Jacques Clément, lorsqu’il eut vu que la vieille reine était morte, sortit de la chambre funèbre. À ce moment, un homme y entra, s’agenouilla près du lit, et se prit à sangloter. C’était Ruggieri… le seul qui eût aimé Catherine de Médicis. Le soir même de ce jour, l’astrologue partit de Blois, et personne n’en eut plus jamais de nouvelles.
Jacques Clément sortit du château sans être inquiété. Sur la place, il retrouva Pardaillan, qui ne lui posa aucune question et se contenta de lui dire:
– Le roi n’est pas à Blois…
– Je sais: il est encore à Amboise, dit Jacques Clément.
– Oui! mais ce que vous ne savez pas et ce que vient de m’apprendre Crillon, c’est que l’armée royale va se mettre en marche sur Paris et tâcher de rencontrer l’armée de Mayenne.
– J’irai donc à Paris, fit simplement le moine.
Il rentra dans l’auberge, paya ses dépenses, se défit de sa robe de moine et, reparaissant en cavalier, fit ses adieux à Pardaillan en quelques mots brefs.
– Nous retrouverons-nous jamais? demanda le chevalier, qui ne put s’empêcher de frémir à voir ce visage ascétique ravagé par les formidables émotions que le moine venait d’éprouver.
– Dieu le sait! répondit Jacques Clément en levant son doigt au ciel. Il monta à cheval, fit un dernier signe d’adieu et disparut bientôt au coin de la première ruelle. Pardaillan, tout songeur, rentra dans l’Hôtellerie du Château. Quelques minutes plus tard, il ressortait, traînant son cheval par la bride. Crillon, installé sous le porche en cas d’alerte bourgeoise, l’aperçut et vint à lui.
– Vous partez?…
– Je pars! dit Pardaillan. Je m’ennuie, la grande route me distraira.
– Restez! Le roi vous donnera un régiment à commander.
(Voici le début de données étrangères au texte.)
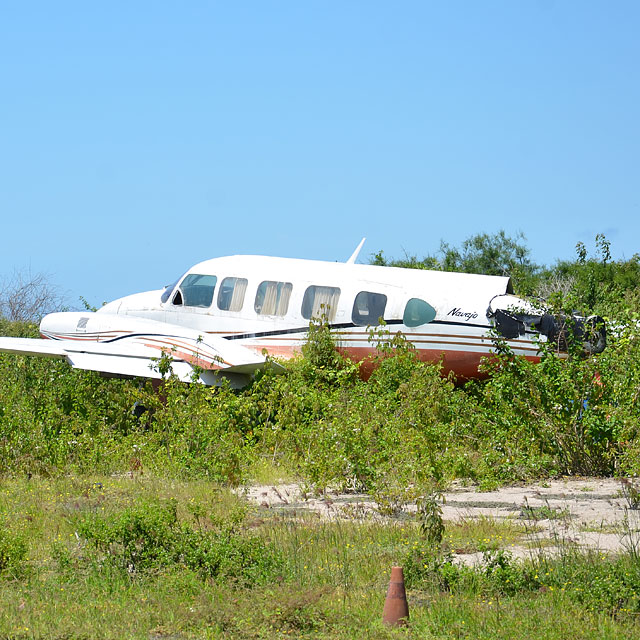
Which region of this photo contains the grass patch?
[0,476,640,640]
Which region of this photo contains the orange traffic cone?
[382,567,409,627]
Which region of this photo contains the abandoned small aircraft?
[0,239,606,387]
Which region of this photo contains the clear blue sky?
[0,0,640,304]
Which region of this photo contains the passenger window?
[218,278,247,311]
[402,298,436,327]
[302,285,340,320]
[173,273,218,307]
[351,291,387,327]
[253,280,293,316]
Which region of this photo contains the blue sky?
[0,0,640,305]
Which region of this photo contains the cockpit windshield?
[160,273,184,302]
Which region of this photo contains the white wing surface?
[0,313,280,386]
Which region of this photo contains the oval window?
[402,298,436,327]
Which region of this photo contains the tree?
[0,271,64,322]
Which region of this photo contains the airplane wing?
[0,314,279,387]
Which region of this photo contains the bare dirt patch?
[240,478,640,562]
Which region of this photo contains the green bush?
[75,501,283,586]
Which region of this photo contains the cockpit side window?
[218,278,248,311]
[160,276,182,302]
[172,273,218,308]
[402,298,436,327]
[351,291,387,327]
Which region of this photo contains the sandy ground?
[240,478,640,563]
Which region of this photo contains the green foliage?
[0,234,640,490]
[0,525,27,579]
[78,501,282,586]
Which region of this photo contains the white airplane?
[0,239,606,387]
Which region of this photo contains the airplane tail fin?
[347,238,366,264]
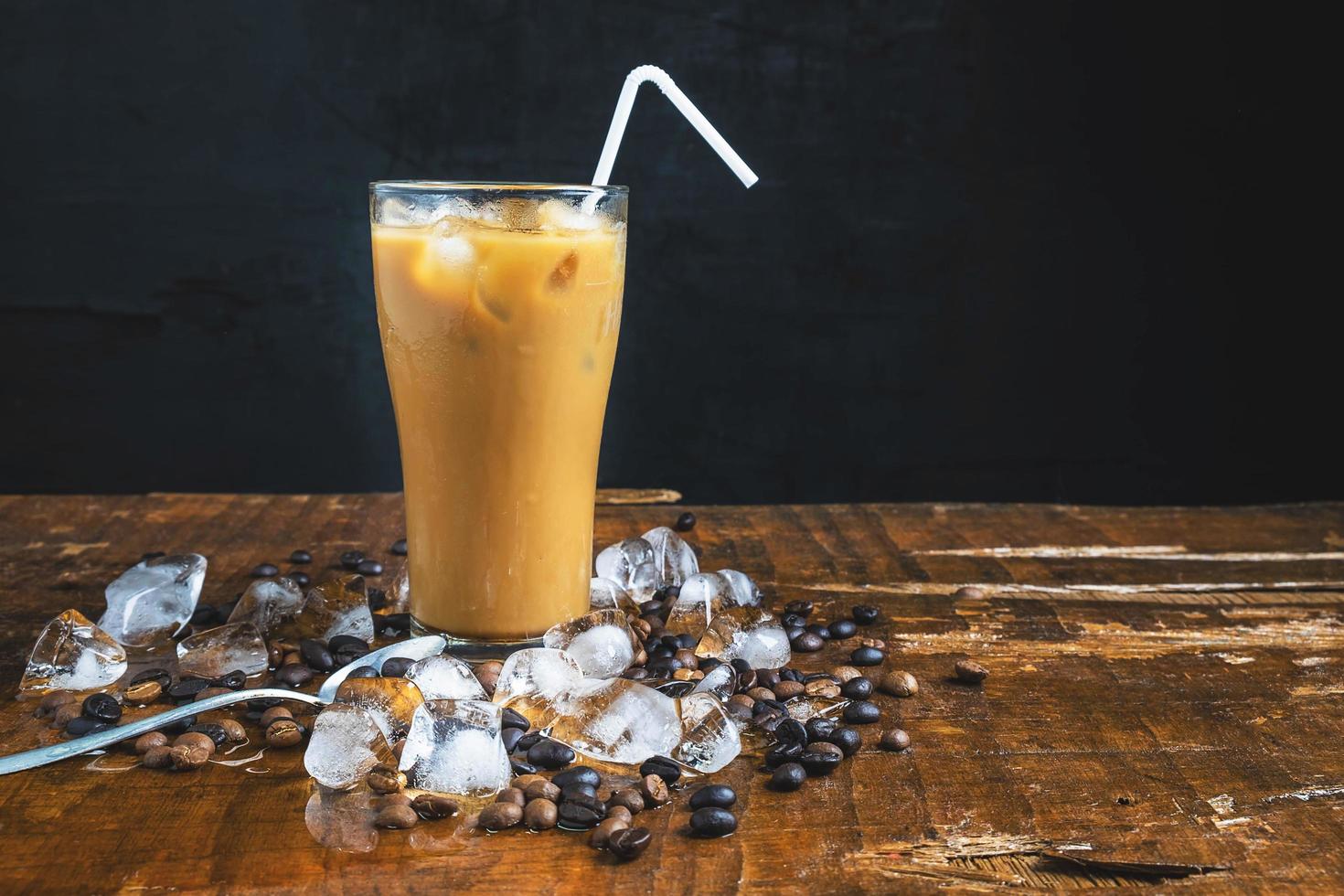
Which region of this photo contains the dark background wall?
[0,0,1344,503]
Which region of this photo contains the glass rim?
[368,180,630,194]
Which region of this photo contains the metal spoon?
[0,634,448,775]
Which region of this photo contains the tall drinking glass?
[369,181,627,658]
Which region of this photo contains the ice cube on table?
[19,610,126,695]
[229,576,304,635]
[304,702,389,790]
[669,693,741,773]
[695,607,790,669]
[551,678,681,764]
[541,610,638,678]
[336,677,425,743]
[664,572,732,638]
[98,553,206,647]
[644,525,700,589]
[177,622,269,678]
[406,653,489,699]
[400,699,514,796]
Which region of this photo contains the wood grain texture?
[0,495,1344,893]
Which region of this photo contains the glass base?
[411,615,541,662]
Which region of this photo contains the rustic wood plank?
[0,495,1344,893]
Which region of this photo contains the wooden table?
[0,495,1344,893]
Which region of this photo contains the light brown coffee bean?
[135,731,168,756]
[589,818,630,849]
[523,798,560,830]
[140,744,172,768]
[878,669,919,698]
[478,801,524,830]
[367,764,406,794]
[374,806,420,830]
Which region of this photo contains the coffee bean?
[798,748,840,778]
[606,827,653,861]
[878,728,910,752]
[840,677,872,699]
[411,794,457,821]
[770,762,807,793]
[849,603,878,626]
[523,796,560,830]
[640,775,672,806]
[829,619,859,638]
[878,670,919,698]
[640,756,681,784]
[275,662,314,688]
[691,806,738,837]
[841,699,881,725]
[140,744,172,768]
[82,693,121,721]
[367,764,406,794]
[849,647,887,667]
[266,719,304,747]
[691,784,738,808]
[789,632,827,653]
[953,659,989,685]
[499,709,532,731]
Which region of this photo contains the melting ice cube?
[695,607,790,669]
[98,553,206,647]
[177,622,268,678]
[19,610,126,695]
[304,702,387,790]
[541,610,638,678]
[400,699,514,796]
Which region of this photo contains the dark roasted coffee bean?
[691,806,738,837]
[770,762,807,793]
[849,603,878,626]
[187,721,229,747]
[606,827,653,862]
[774,719,807,744]
[379,656,415,678]
[798,750,840,778]
[275,662,314,688]
[500,707,532,731]
[764,744,804,768]
[840,677,872,699]
[691,784,738,808]
[640,756,681,784]
[828,619,859,638]
[551,765,603,790]
[82,693,121,721]
[789,630,827,653]
[841,699,881,725]
[806,716,836,743]
[953,659,989,685]
[66,716,112,738]
[527,738,574,768]
[828,725,863,756]
[849,647,887,667]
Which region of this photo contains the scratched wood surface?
[0,495,1344,893]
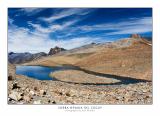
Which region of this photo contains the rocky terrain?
[48,46,66,55]
[8,52,47,64]
[8,76,152,104]
[8,34,152,104]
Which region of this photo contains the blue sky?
[8,8,152,53]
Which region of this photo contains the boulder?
[9,91,22,101]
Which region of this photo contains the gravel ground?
[8,75,152,104]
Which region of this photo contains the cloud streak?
[39,8,93,23]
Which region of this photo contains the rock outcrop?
[48,46,65,55]
[8,52,47,64]
[131,34,141,38]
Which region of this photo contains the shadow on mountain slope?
[56,64,151,85]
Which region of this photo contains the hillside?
[24,38,152,80]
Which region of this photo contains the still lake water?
[16,66,77,80]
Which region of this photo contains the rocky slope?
[8,52,47,64]
[8,75,152,104]
[8,35,152,104]
[48,46,66,55]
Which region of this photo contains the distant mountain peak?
[131,34,141,39]
[48,46,66,55]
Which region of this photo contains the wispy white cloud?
[17,8,44,16]
[39,8,93,23]
[77,17,152,35]
[8,21,100,53]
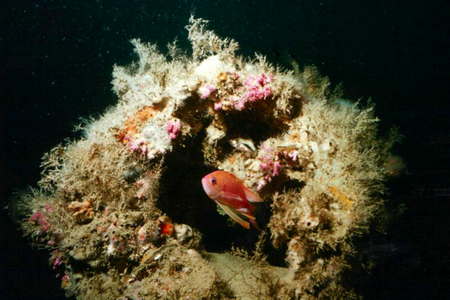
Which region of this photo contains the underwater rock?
[15,18,395,299]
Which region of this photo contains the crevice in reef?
[157,135,258,251]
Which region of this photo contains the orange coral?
[328,186,353,209]
[115,106,158,144]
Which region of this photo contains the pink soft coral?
[234,73,273,110]
[166,119,181,140]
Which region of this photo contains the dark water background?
[0,0,450,299]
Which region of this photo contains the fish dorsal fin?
[244,187,264,202]
[217,202,250,229]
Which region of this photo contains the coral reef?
[15,18,395,299]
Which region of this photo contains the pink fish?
[202,171,263,229]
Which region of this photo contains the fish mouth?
[202,176,216,200]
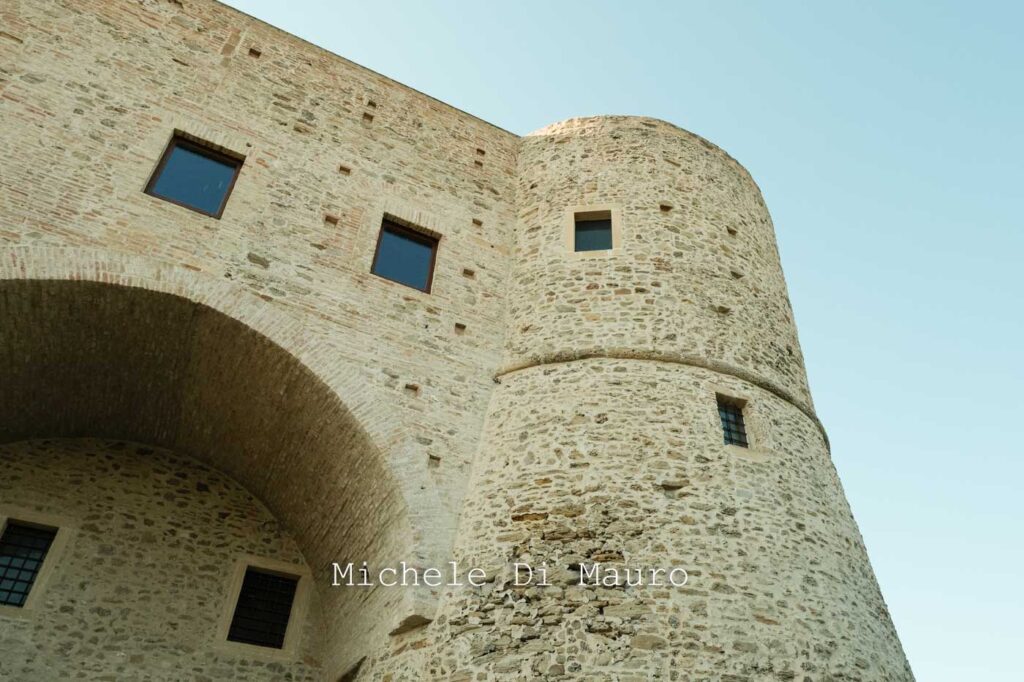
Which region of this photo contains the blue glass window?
[145,137,242,218]
[574,217,611,251]
[371,219,437,292]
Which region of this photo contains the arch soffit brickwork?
[0,246,451,628]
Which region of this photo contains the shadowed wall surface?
[0,281,410,666]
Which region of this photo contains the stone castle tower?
[0,0,912,682]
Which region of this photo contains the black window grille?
[145,136,242,218]
[0,521,57,606]
[227,566,299,649]
[718,395,748,447]
[574,216,612,251]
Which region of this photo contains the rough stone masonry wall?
[354,117,912,682]
[0,438,322,682]
[0,0,518,585]
[0,0,910,682]
[415,358,912,682]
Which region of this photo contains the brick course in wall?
[0,0,912,682]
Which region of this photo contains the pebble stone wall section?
[0,0,912,682]
[0,438,323,682]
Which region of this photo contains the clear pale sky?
[228,0,1024,682]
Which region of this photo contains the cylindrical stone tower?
[428,117,912,682]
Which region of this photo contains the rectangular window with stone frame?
[718,394,750,447]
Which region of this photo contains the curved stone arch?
[0,247,440,673]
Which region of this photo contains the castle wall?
[415,358,912,682]
[506,117,811,412]
[0,0,517,577]
[0,438,323,682]
[0,0,912,682]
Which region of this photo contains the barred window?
[227,566,299,649]
[572,211,614,252]
[718,395,748,447]
[0,521,57,607]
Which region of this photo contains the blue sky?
[228,0,1024,682]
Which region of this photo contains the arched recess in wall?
[0,279,413,674]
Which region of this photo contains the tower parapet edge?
[506,117,812,412]
[391,117,913,682]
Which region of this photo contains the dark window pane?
[372,220,437,291]
[227,567,299,649]
[575,218,611,251]
[718,396,748,447]
[147,139,242,215]
[0,522,57,606]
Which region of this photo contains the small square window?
[145,135,243,218]
[0,521,57,607]
[370,218,437,293]
[572,211,613,252]
[227,566,299,649]
[718,395,749,447]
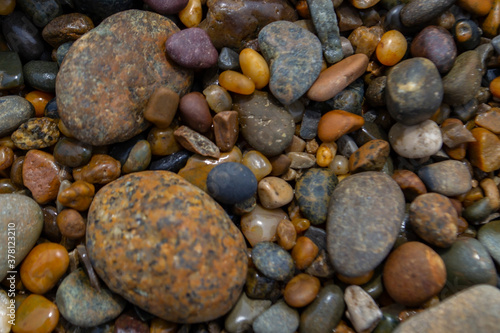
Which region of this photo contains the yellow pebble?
[219,71,255,95]
[240,48,269,89]
[179,0,203,28]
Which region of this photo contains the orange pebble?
[24,90,54,117]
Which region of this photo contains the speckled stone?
[259,21,322,105]
[393,285,500,333]
[0,95,35,137]
[56,268,126,327]
[252,242,294,281]
[295,168,338,224]
[0,194,43,280]
[87,171,249,323]
[233,91,295,156]
[56,10,192,145]
[326,171,405,277]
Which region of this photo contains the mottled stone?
[87,171,249,323]
[233,91,295,156]
[259,21,322,105]
[326,171,405,277]
[295,168,338,224]
[56,10,192,145]
[0,194,44,280]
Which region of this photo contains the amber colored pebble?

– Bah! j’ai déjà bien du mal à me commander moi-même… Adieu!
– Adieu, donc! Où allez-vous?…
– Tiens! Au fait! fit Pardaillan. Où vais-je?…
Il ôta son chapeau et l’éleva en l’air au bout de son bras.
– Connaissez-vous la rose des vents? dit-il.
– Oui, fit Crillon ébahi. Pourquoi?
– Faites-moi l’amitié de me dire de quel côté le vent pousse la plume de mon chapeau.
– Ah! ah! dit le brave Crillon, les yeux écarquillés de surprise.
– Eh bien?…
– Eh bien, donc voici… Voyons, de ce côté, Paris… par là, Orléans… Par là, Tours… et de ce côté-ci… monsieur de Pardaillan, la plume de votre chapeau va vers l’Italie.
– L’Italie! fit Pardaillan avec un rire étrange. Eh bien, pourquoi Pas? Va pour l’Italie! Merci de votre complaisance, monsieur de Crillon.
Et Pardaillan, ayant remis son chapeau sur sa tête, serra les mains du brave capitaine, sauta légèrement en selle et s’éloigna en sifflant une fanfare du temps du roi Charles IX.